Wednesday, August 11, 2010

A History of Lonely, Old Drunks

I am currently working on another short... but couldn't help but take a moment to reflect today on the tragic marriage between art and the real world. I stumbled upon something recently, locked away deep within -- a moss covered forest of old growth trees where the late afternoon sun pierces the canopy above with single rays of golden light. This is a world that has been hidden for decades now. It is a world that grows into new realities each time I visit. It is a world filled with wonder and with magic. It is a world where rays of golden light dance into the evening with deep, tearful shadows.

But this world is no arboretum. It is a hinterland, fenced in long ago in an effort to cope. And yet revisiting it, like I have done, has reminded me of the raw humanity that lives in this world. There are characters here, still feeling their way to each other... and in some cases away from each other. They are beautiful creatures that long to be known, to be touched, to be seen. And they are also violent monsters... monsters that are tragically caged in snarled shadows of their original design.

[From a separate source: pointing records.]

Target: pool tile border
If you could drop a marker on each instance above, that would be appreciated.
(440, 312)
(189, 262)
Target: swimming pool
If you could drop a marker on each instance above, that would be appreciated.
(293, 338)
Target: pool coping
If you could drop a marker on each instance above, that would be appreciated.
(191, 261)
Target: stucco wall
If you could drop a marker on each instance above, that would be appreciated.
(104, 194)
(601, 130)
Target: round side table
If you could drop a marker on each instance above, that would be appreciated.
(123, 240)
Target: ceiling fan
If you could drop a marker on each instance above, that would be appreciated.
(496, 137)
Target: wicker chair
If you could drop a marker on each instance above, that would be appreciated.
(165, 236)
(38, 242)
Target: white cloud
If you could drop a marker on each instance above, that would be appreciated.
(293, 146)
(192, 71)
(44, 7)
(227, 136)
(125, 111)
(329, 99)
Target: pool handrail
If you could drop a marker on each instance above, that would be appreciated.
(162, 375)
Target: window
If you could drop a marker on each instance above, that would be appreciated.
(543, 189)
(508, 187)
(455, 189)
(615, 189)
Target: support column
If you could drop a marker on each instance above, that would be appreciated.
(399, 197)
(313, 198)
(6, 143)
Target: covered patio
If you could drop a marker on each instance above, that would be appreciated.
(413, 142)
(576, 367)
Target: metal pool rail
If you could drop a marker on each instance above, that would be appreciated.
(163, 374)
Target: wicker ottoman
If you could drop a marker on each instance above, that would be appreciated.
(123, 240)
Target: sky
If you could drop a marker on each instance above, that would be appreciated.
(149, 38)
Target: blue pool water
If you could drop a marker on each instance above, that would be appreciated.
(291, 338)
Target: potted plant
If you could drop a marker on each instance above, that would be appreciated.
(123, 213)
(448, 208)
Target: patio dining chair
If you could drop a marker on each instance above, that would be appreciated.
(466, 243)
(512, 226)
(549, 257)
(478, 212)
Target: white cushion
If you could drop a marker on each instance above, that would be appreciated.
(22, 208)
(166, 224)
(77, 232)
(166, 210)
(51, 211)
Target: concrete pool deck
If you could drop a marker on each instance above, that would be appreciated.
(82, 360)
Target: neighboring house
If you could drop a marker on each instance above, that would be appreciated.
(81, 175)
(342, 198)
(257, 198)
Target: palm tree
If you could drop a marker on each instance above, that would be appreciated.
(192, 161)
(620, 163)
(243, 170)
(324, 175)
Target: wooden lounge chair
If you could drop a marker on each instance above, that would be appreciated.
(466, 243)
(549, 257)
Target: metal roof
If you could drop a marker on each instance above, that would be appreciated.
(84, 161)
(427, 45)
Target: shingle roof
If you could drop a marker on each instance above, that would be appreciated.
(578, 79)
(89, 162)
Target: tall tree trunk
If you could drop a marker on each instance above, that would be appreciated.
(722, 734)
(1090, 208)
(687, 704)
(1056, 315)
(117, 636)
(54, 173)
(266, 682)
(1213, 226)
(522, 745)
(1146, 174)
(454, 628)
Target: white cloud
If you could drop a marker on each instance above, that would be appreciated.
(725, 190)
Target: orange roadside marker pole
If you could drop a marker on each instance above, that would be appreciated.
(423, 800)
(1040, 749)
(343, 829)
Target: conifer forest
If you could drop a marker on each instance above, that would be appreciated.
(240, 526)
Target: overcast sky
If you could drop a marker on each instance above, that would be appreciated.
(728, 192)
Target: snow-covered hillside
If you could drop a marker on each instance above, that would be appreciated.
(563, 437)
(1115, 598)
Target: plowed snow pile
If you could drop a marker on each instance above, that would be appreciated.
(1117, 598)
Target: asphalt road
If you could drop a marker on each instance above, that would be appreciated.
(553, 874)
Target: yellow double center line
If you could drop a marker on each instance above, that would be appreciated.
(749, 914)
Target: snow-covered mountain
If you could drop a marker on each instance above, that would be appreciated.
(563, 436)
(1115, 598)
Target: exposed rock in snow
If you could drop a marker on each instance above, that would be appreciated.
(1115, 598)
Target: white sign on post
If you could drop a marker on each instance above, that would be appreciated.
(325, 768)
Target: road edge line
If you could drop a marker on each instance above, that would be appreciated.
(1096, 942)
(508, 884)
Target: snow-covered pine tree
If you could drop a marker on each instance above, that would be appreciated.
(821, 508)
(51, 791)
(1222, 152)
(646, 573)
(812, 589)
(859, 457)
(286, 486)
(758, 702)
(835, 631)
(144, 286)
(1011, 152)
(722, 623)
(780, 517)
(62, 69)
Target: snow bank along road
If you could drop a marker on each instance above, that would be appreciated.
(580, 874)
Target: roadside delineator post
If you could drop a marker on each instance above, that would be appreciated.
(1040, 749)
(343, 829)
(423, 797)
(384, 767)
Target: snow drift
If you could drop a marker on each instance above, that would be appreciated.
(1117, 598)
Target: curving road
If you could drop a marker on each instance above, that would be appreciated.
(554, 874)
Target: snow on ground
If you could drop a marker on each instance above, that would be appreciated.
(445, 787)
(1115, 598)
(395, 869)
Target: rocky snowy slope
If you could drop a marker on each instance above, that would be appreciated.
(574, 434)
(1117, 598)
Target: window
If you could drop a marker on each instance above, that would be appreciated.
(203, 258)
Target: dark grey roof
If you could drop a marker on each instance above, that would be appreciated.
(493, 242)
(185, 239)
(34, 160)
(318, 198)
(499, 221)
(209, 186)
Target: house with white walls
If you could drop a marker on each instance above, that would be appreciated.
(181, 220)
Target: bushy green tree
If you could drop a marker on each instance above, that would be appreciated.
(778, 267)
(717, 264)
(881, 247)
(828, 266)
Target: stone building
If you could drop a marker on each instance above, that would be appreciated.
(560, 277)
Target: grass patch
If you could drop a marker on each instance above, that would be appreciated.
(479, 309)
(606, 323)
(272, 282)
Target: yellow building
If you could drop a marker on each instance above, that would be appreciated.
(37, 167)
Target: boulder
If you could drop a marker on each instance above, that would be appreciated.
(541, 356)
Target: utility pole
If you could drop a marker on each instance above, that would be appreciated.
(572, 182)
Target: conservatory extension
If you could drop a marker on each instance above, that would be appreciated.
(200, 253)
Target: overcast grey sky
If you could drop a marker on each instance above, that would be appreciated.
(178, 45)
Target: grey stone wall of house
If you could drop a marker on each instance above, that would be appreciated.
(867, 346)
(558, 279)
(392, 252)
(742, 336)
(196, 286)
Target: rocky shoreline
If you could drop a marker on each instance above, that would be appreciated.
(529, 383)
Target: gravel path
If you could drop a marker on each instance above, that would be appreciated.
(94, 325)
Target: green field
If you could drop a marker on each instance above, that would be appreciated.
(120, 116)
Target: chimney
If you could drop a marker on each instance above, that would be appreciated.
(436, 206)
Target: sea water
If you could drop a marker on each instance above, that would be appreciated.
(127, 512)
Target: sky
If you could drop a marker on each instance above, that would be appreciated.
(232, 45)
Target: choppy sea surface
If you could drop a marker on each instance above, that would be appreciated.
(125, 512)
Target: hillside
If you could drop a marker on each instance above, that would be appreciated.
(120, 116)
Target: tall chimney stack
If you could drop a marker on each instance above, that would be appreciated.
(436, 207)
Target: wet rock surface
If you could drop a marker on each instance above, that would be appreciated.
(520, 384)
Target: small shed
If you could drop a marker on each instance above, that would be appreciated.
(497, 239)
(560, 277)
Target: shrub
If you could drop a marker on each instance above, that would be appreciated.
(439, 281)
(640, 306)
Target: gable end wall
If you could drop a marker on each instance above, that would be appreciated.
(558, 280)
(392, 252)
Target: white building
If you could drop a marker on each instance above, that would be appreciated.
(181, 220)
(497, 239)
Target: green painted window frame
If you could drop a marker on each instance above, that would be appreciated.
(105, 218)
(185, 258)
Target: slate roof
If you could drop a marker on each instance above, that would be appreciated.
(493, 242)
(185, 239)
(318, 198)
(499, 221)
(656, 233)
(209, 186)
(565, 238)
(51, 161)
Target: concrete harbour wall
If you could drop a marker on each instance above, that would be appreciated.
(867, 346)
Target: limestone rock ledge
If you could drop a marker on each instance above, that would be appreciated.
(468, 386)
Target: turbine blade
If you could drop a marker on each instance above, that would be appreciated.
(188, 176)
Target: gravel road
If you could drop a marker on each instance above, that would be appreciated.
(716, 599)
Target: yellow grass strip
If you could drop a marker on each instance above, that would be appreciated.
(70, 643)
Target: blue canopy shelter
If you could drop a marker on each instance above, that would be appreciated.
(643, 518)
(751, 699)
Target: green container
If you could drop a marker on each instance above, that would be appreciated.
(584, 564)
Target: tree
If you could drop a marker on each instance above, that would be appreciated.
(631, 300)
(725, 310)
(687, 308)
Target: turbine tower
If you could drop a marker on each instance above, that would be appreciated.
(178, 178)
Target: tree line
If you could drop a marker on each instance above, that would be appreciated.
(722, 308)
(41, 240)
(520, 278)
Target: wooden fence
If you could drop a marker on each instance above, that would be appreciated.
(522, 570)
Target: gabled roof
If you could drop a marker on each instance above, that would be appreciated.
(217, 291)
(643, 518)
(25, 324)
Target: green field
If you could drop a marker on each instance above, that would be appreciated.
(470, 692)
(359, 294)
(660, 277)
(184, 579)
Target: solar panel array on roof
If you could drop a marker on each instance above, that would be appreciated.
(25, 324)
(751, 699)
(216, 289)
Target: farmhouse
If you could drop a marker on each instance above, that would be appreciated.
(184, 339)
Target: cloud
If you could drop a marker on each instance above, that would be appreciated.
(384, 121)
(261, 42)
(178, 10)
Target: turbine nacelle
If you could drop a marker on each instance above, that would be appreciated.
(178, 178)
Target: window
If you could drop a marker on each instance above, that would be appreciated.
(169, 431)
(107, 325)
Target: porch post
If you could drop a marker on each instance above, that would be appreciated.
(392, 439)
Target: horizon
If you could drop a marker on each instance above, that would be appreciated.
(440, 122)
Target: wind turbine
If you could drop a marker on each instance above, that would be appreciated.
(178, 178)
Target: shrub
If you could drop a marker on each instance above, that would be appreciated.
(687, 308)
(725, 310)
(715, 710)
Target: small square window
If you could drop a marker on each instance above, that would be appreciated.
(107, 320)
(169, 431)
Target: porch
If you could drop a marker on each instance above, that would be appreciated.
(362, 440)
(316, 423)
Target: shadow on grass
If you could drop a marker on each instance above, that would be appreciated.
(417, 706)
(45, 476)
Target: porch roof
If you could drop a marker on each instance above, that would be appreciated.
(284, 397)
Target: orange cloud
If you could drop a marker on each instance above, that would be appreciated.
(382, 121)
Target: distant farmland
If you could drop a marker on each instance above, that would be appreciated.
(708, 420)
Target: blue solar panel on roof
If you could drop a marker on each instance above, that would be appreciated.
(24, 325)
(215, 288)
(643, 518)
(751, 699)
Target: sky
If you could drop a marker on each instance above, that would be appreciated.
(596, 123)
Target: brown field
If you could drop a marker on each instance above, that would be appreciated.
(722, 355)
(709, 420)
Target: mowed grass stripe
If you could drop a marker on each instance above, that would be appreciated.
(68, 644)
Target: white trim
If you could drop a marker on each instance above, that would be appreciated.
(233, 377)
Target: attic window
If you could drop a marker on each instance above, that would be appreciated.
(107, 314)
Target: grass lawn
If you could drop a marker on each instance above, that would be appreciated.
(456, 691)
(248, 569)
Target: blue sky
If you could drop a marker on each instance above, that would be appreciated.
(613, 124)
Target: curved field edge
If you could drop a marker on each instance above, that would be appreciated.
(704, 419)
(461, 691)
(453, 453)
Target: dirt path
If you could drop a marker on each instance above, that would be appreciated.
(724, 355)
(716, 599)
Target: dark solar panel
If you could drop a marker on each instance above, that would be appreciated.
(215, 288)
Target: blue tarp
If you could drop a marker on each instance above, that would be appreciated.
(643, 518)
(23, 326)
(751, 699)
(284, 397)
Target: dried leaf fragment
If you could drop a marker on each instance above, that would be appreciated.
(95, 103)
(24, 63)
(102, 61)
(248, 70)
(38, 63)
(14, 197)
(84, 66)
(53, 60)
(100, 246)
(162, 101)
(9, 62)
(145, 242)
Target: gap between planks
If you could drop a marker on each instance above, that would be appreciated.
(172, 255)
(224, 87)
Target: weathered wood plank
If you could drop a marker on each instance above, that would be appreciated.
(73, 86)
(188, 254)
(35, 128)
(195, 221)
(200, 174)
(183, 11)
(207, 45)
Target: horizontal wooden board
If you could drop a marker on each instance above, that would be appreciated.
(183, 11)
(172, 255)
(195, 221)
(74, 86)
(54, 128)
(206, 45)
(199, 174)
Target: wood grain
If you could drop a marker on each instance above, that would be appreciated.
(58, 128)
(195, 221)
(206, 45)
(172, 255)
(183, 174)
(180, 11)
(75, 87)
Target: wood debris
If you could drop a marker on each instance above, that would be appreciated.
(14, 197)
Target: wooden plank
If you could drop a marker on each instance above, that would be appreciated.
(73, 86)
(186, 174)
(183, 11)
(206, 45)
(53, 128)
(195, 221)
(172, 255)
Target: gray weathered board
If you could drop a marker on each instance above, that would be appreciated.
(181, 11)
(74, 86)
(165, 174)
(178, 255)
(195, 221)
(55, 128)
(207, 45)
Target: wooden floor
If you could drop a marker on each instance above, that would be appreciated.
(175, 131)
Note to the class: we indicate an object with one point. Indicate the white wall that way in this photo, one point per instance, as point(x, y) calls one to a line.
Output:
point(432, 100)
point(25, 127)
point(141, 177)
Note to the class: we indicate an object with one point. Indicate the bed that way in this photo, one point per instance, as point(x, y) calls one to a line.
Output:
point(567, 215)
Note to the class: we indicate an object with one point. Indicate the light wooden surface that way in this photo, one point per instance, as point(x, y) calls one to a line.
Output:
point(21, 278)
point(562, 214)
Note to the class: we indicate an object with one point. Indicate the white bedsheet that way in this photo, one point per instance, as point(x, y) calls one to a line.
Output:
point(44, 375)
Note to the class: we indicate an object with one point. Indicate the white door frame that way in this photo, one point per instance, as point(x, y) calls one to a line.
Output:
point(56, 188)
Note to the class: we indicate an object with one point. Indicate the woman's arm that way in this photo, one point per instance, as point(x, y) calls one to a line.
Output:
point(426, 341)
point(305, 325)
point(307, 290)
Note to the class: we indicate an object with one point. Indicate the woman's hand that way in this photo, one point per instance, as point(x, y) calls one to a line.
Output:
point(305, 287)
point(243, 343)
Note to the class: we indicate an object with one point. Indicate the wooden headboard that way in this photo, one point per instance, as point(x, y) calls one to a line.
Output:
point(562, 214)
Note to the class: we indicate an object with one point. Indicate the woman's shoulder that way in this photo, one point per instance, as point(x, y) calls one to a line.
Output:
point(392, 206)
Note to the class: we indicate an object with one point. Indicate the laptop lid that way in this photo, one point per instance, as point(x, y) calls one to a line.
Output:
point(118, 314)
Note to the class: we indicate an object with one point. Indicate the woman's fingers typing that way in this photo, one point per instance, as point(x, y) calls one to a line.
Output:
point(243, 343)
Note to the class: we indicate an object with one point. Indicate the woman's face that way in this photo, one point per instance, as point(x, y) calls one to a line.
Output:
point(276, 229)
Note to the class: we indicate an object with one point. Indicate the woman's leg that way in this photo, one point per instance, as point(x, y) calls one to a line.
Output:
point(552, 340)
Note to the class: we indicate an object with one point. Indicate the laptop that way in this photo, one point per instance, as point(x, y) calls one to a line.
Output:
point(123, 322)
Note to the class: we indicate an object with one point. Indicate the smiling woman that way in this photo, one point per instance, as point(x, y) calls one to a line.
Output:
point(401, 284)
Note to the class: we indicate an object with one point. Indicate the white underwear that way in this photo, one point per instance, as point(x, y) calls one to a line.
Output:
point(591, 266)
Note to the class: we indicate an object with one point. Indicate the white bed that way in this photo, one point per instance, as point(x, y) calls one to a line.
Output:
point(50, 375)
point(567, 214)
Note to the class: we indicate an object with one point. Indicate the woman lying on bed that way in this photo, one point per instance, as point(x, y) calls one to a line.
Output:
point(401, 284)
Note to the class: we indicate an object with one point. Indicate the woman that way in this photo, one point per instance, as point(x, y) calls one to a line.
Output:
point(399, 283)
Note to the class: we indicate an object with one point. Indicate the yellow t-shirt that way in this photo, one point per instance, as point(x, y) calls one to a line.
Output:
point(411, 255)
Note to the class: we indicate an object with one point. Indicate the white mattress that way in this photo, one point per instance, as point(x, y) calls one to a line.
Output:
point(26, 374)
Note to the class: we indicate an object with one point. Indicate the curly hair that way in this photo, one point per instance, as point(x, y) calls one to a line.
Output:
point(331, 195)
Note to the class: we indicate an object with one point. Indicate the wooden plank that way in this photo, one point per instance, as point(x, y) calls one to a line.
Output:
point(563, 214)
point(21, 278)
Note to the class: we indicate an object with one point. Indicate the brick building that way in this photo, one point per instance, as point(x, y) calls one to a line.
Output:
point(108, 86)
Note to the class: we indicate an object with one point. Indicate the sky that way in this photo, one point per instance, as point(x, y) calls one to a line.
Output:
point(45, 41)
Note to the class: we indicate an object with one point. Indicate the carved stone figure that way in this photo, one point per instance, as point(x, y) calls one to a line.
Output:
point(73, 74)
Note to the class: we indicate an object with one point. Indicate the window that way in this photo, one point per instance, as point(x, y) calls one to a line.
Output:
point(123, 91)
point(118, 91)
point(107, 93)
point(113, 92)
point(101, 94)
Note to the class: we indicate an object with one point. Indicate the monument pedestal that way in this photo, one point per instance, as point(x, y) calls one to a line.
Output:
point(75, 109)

As a writer, this is a world that I long to explore... I think both because my own roots grow deep in the heart of this magical place and also because I recognize the universal nature of the humanity that lives here. What greater a world to share than the deep and mysterious world that we know the best... and yet I know to pull back the fir branches, to allow the light to flood into the furthest reaches of this childhood forest... it will not come without a price. There are things in this world that are fearful of the light. There are characters that prefer the fog, the shadows, the thick covering of the underbrush. To expose this world is to expose the places that I love... and much worse, the people that I love.

And so it is that the shelves that line my local Barnes & Noble Bookstore, like row after row of raspberry bushes, are filled with leather bound books, each written in an effort to shine light on the universal humanity that has filled the author's own secret garden. And the men, the women, that have exposed their hinterlands... putting them on display like arboretums? History knows them mostly to be lonely... old... drunks.